Only one variety, Carored, is believed to be near a total loss from the freeze. Cook said some other early varieties lost up to 40 percent of blooms to the freeze, but since growers thin peaches anyway, that is not as bad as it sounds. Later varieties were not blooming at all and are not believed to have been harmed.
South Carolina had 200 more chill hours, and more trees were blooming at the time of the freeze, Cook said. Estimates there are that about 85 percent of the crop may have been lost. Temperatures there were about the same, so the difference between the two states was the chill hours.
Lee Dickey, vice president of Dickey Farms in Crawford County, said he remains concerned about the impact of the low chill hours, but he agreed it could have helped the crop survive the freeze. The only question now is to see just how much low chill has hurt the crop, which is difficult to tell until the trees start producing.
“I would rather be in my position than in South Carolina’s position because they don’t have a chance,” he said.
Peach trees need a certain number of hours under 45 degrees in the dormant stage in order for trees to produce a full crop. Ideally, Middle Georgia growers like to have 1,000 chill hours, but 850 would cover most varieties.
Chunxian Chen, a researcher at the U.S. Department of Agriculture’s Southeastern Fruit and Tree Nut Research Laboratory in Byron, said their station registered a record low of 520 chill hours this past winter, with the cutoff date being Feb. 15. The laboratory has about 400 acres of peach trees for research, and Chen said only their earliest varieties saw significant loss from the freeze, despite recording a low of 23 degrees in the orchard.

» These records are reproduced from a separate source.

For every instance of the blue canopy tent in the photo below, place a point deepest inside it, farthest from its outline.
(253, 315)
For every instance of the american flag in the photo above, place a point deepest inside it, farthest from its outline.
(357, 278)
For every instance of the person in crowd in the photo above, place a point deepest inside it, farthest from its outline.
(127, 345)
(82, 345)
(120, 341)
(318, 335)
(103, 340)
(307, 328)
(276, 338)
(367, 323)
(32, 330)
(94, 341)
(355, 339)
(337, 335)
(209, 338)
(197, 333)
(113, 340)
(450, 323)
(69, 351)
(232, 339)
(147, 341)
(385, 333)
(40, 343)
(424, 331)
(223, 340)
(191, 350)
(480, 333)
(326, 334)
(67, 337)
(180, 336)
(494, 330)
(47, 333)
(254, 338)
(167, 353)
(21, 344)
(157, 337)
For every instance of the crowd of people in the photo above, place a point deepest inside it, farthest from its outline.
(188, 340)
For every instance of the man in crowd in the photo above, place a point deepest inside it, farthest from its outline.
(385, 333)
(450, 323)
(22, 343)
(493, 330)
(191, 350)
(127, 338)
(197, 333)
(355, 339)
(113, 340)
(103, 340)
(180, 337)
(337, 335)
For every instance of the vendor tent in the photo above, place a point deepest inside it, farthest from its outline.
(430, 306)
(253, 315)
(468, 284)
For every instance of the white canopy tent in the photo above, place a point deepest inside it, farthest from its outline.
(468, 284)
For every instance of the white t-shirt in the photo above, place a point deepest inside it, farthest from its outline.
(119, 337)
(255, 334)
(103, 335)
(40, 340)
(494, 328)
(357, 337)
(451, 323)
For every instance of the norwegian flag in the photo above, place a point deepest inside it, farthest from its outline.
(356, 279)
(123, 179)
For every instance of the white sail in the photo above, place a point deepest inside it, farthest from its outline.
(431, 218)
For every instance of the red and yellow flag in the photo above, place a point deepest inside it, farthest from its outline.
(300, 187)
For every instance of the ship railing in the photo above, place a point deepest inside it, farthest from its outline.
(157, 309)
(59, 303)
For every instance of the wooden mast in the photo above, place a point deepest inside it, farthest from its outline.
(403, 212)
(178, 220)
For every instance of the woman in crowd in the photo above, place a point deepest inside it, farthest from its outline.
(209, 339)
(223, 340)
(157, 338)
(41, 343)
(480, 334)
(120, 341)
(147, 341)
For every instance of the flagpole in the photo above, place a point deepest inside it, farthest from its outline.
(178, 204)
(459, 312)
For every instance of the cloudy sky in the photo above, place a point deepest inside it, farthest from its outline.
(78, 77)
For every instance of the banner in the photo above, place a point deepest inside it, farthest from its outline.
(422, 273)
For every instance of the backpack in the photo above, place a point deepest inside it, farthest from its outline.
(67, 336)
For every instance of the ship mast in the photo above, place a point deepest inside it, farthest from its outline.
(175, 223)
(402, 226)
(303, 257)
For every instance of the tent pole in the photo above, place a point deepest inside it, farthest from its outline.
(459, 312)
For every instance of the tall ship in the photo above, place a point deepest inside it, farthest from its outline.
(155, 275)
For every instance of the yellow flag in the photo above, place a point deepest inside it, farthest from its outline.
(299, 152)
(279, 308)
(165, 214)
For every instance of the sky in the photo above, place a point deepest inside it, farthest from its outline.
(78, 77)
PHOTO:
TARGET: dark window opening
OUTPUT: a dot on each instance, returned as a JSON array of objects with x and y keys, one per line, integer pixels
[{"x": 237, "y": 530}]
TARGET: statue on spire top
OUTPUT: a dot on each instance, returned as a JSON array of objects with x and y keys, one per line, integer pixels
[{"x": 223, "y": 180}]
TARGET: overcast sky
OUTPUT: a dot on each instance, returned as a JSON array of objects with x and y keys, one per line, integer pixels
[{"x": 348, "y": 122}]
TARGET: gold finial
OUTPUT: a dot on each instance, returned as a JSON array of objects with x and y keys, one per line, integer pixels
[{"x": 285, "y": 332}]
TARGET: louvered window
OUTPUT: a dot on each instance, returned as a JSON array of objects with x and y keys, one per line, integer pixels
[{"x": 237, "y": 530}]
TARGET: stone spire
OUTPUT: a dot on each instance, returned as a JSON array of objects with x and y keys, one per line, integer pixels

He agreed that the freeze loss might have been much greater had it not been for the low chill hours.
Although a warm February can cause peach trees to bloom early, Cook said that will only happen after trees have had enough chill hours through the winter. Without sufficient chill hours, the blooms will be delayed even if spring comes early.
Cook had already estimated that about 25 percent of the crop could be lost due to low chill hours, but that won’t be known for sure until the later varieties start blooming, which could be a couple more weeks. The later varieties are the ones that require the highest chill hours and could me the most harmed by the warm winter.
“We’ve got peaches,” Cook said. “It’s hard to tell what the crop is.”